Growing up you might have felt the need to rebell
but you would only have been rebelling against what you were destined to become
or we're already 
these standards which had been instilled in you
which you in time
will pass on to your children.

After all...
Who are we?
Who are we if not just the culture in which we were raised?


We, We Two, One, Us

I am - 'me'
the personal pronoun - 'I" 
I've always been - 'me'
'myself'
I thought I didn't know how to be anyone else - but I found a way
when I became - 'us'
when I met - 'her'
when I asked - 'her'
the big question
and she said - "yes!"
so she and I became - 'we'
'we two'
'one'
'us'
and we've been - 'we'
'we two'
'one'
'us'
for so many years
so much so that 
being - 'we'
'we two'
'one'
'us'
is all I know - now
who would I be if there were no 'we'
'we two'
'one'
'us'
for - at some point in time
one of us is going to loose the other 
what we have 
now
can all be swept away so very quickly!

But...
have I forgotten who I am
what the personal pronoun 'I' means anymore
what 'being me' - is or was?

Who I am?
Who would I be?
And...
could I ever be 'me' again?



Looe

Low cloud hangs over the steep valley sides above what was one of Cornwall's busiest ports.
Separating the twin towns of Looe - 'The River Looe'
nearly at it's end 
is spanned by a small grade II
listed bridge
built replacing an ancient 15th century structure.

Once both angry and fast 
tributaries,
the two main rivers
with identical names to the two towns - are joined as one
in a confluence north of the towns
they become a calm 
tidal harbour 
where for many centuries
shipwrights made the ships which set sail
to fish
and to sell
exporting all that Cornwall could produce.

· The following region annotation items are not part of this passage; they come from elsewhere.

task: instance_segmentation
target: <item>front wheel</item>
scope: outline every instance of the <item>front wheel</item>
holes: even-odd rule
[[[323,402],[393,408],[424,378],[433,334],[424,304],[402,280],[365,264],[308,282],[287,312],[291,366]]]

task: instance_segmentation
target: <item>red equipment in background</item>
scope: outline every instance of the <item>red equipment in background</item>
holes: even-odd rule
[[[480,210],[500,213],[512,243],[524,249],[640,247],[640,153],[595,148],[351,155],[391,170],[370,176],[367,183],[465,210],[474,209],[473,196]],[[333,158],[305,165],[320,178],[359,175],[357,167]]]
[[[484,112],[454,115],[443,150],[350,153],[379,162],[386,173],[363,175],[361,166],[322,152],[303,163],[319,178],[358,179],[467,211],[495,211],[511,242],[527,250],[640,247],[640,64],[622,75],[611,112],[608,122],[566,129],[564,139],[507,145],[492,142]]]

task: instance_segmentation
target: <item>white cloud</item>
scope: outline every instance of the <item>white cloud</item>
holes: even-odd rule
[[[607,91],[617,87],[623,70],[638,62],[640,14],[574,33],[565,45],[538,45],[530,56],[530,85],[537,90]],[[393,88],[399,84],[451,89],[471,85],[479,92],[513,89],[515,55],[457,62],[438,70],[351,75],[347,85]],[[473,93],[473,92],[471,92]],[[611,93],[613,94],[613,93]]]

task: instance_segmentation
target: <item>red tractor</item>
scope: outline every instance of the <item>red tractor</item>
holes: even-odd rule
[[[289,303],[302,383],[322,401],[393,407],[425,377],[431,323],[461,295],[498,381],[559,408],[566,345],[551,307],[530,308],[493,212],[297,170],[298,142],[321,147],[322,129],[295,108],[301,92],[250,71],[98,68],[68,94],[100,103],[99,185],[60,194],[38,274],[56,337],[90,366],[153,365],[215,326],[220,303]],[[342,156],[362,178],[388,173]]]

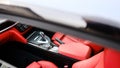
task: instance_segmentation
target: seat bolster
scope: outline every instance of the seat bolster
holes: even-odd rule
[[[26,68],[41,68],[41,65],[39,63],[37,63],[37,62],[32,62]]]
[[[38,63],[41,65],[41,68],[58,68],[54,63],[50,61],[38,61]]]

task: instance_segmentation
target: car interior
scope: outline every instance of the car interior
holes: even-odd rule
[[[99,25],[89,23],[85,30],[120,38],[117,29]],[[120,51],[62,32],[0,19],[0,68],[4,67],[120,68]]]

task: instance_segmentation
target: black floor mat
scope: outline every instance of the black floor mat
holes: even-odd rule
[[[0,59],[19,68],[25,68],[31,62],[41,60],[42,58],[24,51],[16,45],[6,44],[0,47]]]

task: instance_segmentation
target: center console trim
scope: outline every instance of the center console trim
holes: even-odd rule
[[[4,32],[4,31],[6,31],[6,30],[8,30],[8,29],[10,29],[10,28],[12,28],[12,27],[14,27],[14,26],[15,26],[16,24],[18,24],[18,23],[19,23],[19,21],[15,22],[13,25],[11,25],[11,26],[9,26],[9,27],[1,30],[0,33],[2,33],[2,32]]]

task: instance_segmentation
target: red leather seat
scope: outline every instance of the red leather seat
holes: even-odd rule
[[[49,61],[33,62],[27,68],[57,68]],[[120,51],[105,49],[95,56],[76,62],[72,68],[120,68]]]
[[[58,67],[49,61],[38,61],[31,63],[26,68],[58,68]]]
[[[120,68],[120,51],[105,49],[87,60],[73,64],[72,68]]]
[[[60,33],[60,32],[56,32],[53,37],[52,37],[52,40],[53,42],[57,45],[57,46],[60,46],[61,44],[58,43],[55,38],[58,38],[60,39],[62,42],[64,42],[65,44],[69,44],[71,42],[77,42],[77,43],[82,43],[82,44],[85,44],[89,47],[91,47],[92,49],[92,53],[93,54],[97,54],[99,53],[103,47],[91,42],[91,41],[88,41],[88,40],[83,40],[83,39],[80,39],[80,38],[76,38],[76,37],[73,37],[73,36],[70,36],[70,35],[64,35],[63,33]]]

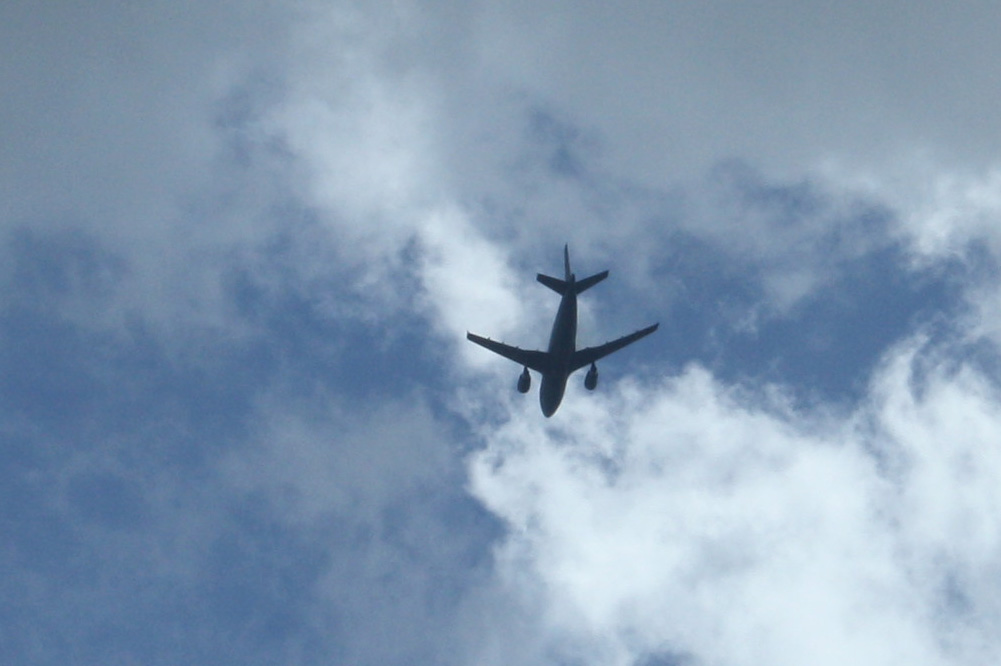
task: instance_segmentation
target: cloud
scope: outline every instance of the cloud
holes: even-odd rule
[[[509,526],[502,576],[582,663],[979,663],[1001,622],[997,390],[934,363],[915,386],[926,354],[896,349],[851,415],[694,367],[506,424],[470,461]]]
[[[794,5],[4,5],[0,660],[989,661],[994,10]]]

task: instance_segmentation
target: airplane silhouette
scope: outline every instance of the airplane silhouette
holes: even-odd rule
[[[595,387],[598,386],[598,368],[595,366],[595,362],[649,336],[660,325],[660,323],[655,323],[605,345],[578,350],[577,295],[608,277],[609,271],[603,270],[578,281],[577,276],[570,270],[570,246],[564,245],[564,279],[543,273],[539,273],[537,276],[540,282],[563,295],[560,300],[560,309],[557,310],[557,318],[553,322],[549,351],[522,350],[475,334],[468,331],[465,334],[466,340],[525,367],[521,377],[518,378],[519,392],[529,393],[529,389],[532,387],[532,376],[529,375],[529,369],[542,374],[543,383],[539,390],[539,404],[546,417],[552,417],[560,407],[564,393],[567,391],[567,380],[573,373],[590,365],[591,369],[584,378],[584,386],[588,391],[594,391]]]

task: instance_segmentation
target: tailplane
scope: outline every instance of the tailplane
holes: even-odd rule
[[[590,277],[585,277],[581,281],[577,281],[576,276],[570,270],[570,245],[568,244],[564,245],[564,275],[565,278],[560,279],[559,277],[553,277],[552,275],[544,275],[543,273],[539,273],[536,276],[536,279],[538,279],[540,282],[542,282],[543,284],[550,287],[551,289],[553,289],[554,291],[556,291],[561,295],[567,293],[567,286],[569,284],[574,285],[575,293],[582,293],[587,289],[590,289],[595,284],[598,284],[606,277],[608,277],[609,271],[603,270],[600,273],[595,273]]]

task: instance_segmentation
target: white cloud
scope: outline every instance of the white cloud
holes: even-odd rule
[[[470,474],[510,526],[502,575],[584,663],[981,663],[1001,627],[996,391],[941,366],[919,390],[918,361],[894,353],[851,418],[692,368],[486,434]]]

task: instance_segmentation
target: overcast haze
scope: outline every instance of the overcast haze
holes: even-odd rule
[[[0,662],[997,662],[1001,8],[817,4],[4,3]]]

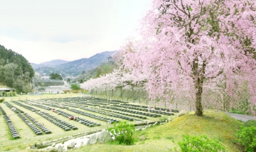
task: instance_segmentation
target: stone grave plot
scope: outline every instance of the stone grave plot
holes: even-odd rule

Nowadays it's quays produce
beds for the night
and lunches
coffees and teas for tourists
who
in the summer months
flood in; in their thousands
by train
by boat
or by car 
down the narrow winding lanes that feed the two towns. 

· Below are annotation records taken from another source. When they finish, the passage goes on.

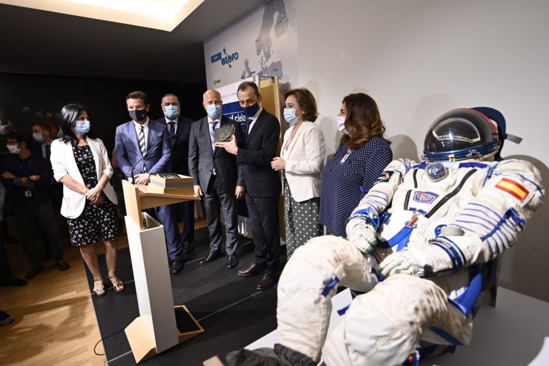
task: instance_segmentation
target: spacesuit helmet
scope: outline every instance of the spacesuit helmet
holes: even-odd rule
[[[476,109],[454,109],[429,128],[423,157],[427,161],[481,159],[496,153],[500,144],[498,126],[490,118]]]

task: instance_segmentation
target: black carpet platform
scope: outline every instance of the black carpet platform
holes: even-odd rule
[[[238,268],[250,263],[253,243],[241,238],[237,250],[238,266],[229,270],[226,267],[226,256],[206,266],[198,265],[209,252],[208,243],[207,228],[197,230],[196,249],[184,257],[183,271],[171,275],[175,305],[186,306],[205,331],[140,365],[202,365],[203,361],[214,355],[225,356],[276,328],[276,289],[258,291],[255,286],[260,277],[240,277],[237,274]],[[282,259],[284,262],[285,258]],[[99,256],[99,263],[106,277],[104,255]],[[87,268],[86,271],[91,292],[93,278]],[[109,290],[102,297],[92,295],[93,306],[101,336],[105,338],[103,345],[109,365],[135,365],[124,332],[139,316],[128,248],[119,251],[116,272],[126,283],[126,289],[119,294]]]

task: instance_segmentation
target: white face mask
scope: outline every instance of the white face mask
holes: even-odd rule
[[[18,149],[17,146],[17,145],[7,145],[6,147],[12,154],[19,154],[21,152],[21,149]]]
[[[347,129],[345,128],[345,120],[346,118],[345,116],[338,116],[335,119],[338,121],[338,129],[339,130],[339,132],[348,135],[349,132],[347,132]]]

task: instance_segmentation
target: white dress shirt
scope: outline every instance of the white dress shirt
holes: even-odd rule
[[[149,117],[147,117],[147,121],[143,125],[139,125],[135,121],[133,121],[133,125],[136,127],[136,137],[137,138],[137,142],[139,143],[139,132],[141,131],[141,126],[143,126],[143,132],[145,133],[145,151],[147,151],[147,141],[149,139]]]
[[[215,120],[212,120],[211,118],[210,118],[210,116],[208,115],[208,132],[210,132],[210,131],[211,131],[211,122],[214,122],[214,121],[215,122],[215,128],[219,128],[219,126],[221,124],[221,119],[220,117],[218,117],[218,118],[215,119]],[[210,140],[211,141],[211,143],[212,143],[212,144],[214,143],[214,142],[211,140],[211,133],[210,134]]]
[[[169,123],[170,122],[173,122],[173,133],[175,133],[177,131],[177,120],[179,119],[179,116],[176,117],[176,119],[172,121],[171,120],[168,119],[167,117],[164,116],[164,119],[166,120],[166,126],[168,127],[168,131],[170,131],[170,125]]]
[[[259,114],[261,112],[262,110],[263,110],[263,107],[260,106],[259,109],[257,110],[257,111],[255,112],[255,114],[251,117],[248,117],[251,120],[251,122],[250,122],[250,127],[248,129],[248,134],[249,134],[250,132],[251,132],[251,128],[254,127],[254,125],[255,124],[255,121],[257,120],[257,117],[259,117]]]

The single river having become a slow 
calm
harbour
provdes shelter for a small fishing fleet
a mere fraction of what it was -
the pleasure crafts and weekend sailors making up the numbers
then
finally 
the river becomes an estuary 
and passes 'Banjo Pier'
when this former gateway to a wider 
waiting world

...becomes the sea.



An Encounter

He came in from the night. 
He was thin - very thin
and had a gaunt and pale complexion.
His overall appearance was dishevelled,
you could say he looked 'shifty'.
His face was weather-beaten  
hardend by life.
He had thin lips - which he kept tightly shut
and supper for this thin
dishevelled
weather beaten soul?
10 cans of cheap lager
with a bag of crisps on the side.

His tobacco stained fingers handed the cashier a crumpled ten pound note 
which he took from a pocket.
It could have been his last - who knows
he certainly didn't look well off
but had a homeless look about him
unkempt
wearing many layers of dirty clothes
looking like he hadn't the means 
nor the circumstances to do anything about it.

He took his change from the cashier's hand
and loaded his empty rucksack with the lagers - with what looked like a very well practiced routine...

...he then turned
and disappeared back into the night.